生理が始まる時期は、エストロゲンとプロゲステロン(黄体ホルモン)の分泌量がともに低い状態です。ニキビは月経前よりは落ち着いてくることが多いですが、生理に伴う体調不良やストレスが肌に影響することもあります。

👴 卵胞期(生理後〜排卵前)

生理が終わるとエストロゲンの分泌が増加し始めます。この時期は肌のコンディションが最もよくなりやすく、皮脂分泌が抑えられてニキビができにくい時期です。「生理後は肌がきれいになる」と感じる方が多いのは、このエストロゲンの働きによるものです。

🔸 排卵期

排卵の直前にはエストロゲンが最大値に達し、肌の状態が良好を維持します。ただし、排卵後はプロゲステロンの分泌が増加し始めるため、この時期から徐々に肌荒れが起きやすくなることがあります。

💧 黄体期(排卵後〜次の生理前)

この時期はプロゲステロンの分泌が増加し、相対的にエストロゲンの作用が弱まります。プロゲステロンには皮脂分泌を促進する働きがあるとされており、毛穴が詰まりやすくなります。また、男性ホルモンに似た作用も持つことから、ニキビが最も悪化しやすい時期です。「生理前になるとニキビができる」という方の多くは、この黄体期のホルモン変動が影響しています。
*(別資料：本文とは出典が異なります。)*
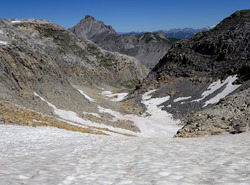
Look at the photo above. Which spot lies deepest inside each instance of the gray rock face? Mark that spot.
(47, 59)
(149, 48)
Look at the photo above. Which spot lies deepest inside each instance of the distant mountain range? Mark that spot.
(179, 33)
(147, 47)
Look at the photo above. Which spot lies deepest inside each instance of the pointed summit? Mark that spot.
(89, 17)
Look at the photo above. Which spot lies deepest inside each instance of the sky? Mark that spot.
(126, 15)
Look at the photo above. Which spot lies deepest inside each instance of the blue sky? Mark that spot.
(126, 15)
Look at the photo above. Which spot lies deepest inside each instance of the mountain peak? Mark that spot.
(89, 17)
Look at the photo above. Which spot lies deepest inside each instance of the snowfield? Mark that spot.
(45, 155)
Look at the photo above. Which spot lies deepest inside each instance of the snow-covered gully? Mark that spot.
(45, 155)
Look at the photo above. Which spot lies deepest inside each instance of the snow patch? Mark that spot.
(229, 88)
(182, 98)
(91, 113)
(217, 85)
(3, 42)
(47, 155)
(17, 21)
(71, 116)
(155, 122)
(86, 96)
(114, 97)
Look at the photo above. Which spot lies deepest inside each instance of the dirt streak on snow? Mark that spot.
(3, 42)
(114, 97)
(70, 116)
(217, 85)
(45, 155)
(182, 98)
(86, 96)
(155, 123)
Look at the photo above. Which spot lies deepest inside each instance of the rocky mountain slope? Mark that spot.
(42, 62)
(198, 72)
(149, 48)
(184, 33)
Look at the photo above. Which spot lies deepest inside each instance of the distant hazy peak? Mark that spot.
(89, 17)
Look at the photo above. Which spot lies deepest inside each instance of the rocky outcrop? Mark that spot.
(41, 57)
(200, 70)
(229, 115)
(216, 53)
(149, 48)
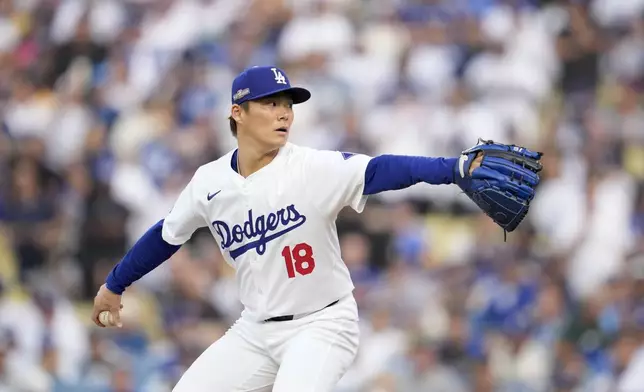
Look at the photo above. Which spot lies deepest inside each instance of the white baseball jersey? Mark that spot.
(276, 227)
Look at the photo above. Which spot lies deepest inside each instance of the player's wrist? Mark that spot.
(113, 287)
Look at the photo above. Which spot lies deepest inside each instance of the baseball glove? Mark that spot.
(504, 185)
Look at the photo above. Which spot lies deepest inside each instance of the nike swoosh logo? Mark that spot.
(213, 195)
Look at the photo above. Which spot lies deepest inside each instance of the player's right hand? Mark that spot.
(106, 300)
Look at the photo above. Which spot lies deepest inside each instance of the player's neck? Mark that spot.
(252, 159)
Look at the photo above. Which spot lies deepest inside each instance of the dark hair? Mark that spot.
(233, 123)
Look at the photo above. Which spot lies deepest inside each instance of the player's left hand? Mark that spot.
(501, 179)
(106, 300)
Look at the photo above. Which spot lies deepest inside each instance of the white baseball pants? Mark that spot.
(309, 354)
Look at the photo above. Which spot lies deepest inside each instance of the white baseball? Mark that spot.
(105, 317)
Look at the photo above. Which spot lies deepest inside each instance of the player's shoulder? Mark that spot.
(309, 153)
(214, 169)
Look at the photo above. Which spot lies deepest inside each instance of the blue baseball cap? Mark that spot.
(259, 82)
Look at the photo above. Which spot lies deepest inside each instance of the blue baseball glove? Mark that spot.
(504, 185)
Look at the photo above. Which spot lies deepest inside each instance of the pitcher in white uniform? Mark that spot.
(272, 206)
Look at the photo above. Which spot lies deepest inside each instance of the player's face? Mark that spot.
(268, 120)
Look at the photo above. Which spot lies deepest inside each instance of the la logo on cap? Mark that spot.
(279, 78)
(241, 93)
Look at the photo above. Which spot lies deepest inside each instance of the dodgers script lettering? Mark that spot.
(262, 229)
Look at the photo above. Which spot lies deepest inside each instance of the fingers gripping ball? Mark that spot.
(107, 319)
(504, 184)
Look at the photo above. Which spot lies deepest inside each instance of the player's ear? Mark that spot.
(235, 112)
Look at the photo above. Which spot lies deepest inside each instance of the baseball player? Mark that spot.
(272, 206)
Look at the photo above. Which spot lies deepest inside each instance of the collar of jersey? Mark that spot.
(233, 161)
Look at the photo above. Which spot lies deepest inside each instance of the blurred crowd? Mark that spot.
(108, 107)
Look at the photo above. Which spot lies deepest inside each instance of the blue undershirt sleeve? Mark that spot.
(150, 251)
(392, 172)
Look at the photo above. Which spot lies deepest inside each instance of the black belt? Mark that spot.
(291, 317)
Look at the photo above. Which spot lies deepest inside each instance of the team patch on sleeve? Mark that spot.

このように生理周期に合わせてホルモンが変動することを理解しておくと、ニキビが悪化しやすい時期を予測して、事前にケアを強化するなどの対策を取りやすくなります。

⚠️ 思春期・大人ニキビとホルモンの違い

ニキビは思春期だけの問題ではなく、20代・30代・40代と大人になっても悩む方が増えています。思春期のニキビと大人のニキビでは、ホルモンの関与の仕方に違いがあります。

✨ 思春期のニキビ

思春期(10代〜20代前半)には、成長に伴い男性ホルモン(アンドロゲン)の分泌が急激に増加します。これにより皮脂腺が発達・活性化して皮脂分泌が増加し、おでこ・鼻・頬といった顔全体にニキビが広がりやすくなります。背中や胸にもできることがあります。思春期ニキビは男女ともにホルモンの急激な変化が主な原因であり、成長とともに自然に改善することが多いですが、適切なケアをしないと炎症が強まりニキビ跡が残ることがあります

📌 大人ニキビ(20代以降)

大人ニキビは、思春期のような急激なホルモン変化というよりも、ストレス・睡眠不足・食生活の乱れ・生理周期などによるホルモンバランスの慢性的な乱れが影響しています。あご・口周り・フェイスライン・首など下顔面に集中してできやすく、皮膚の奥深くで炎症が起きる硬いニキビが特徴です。思春期ニキビと比べると、炎症が長引きやすく治りにくい傾向があります。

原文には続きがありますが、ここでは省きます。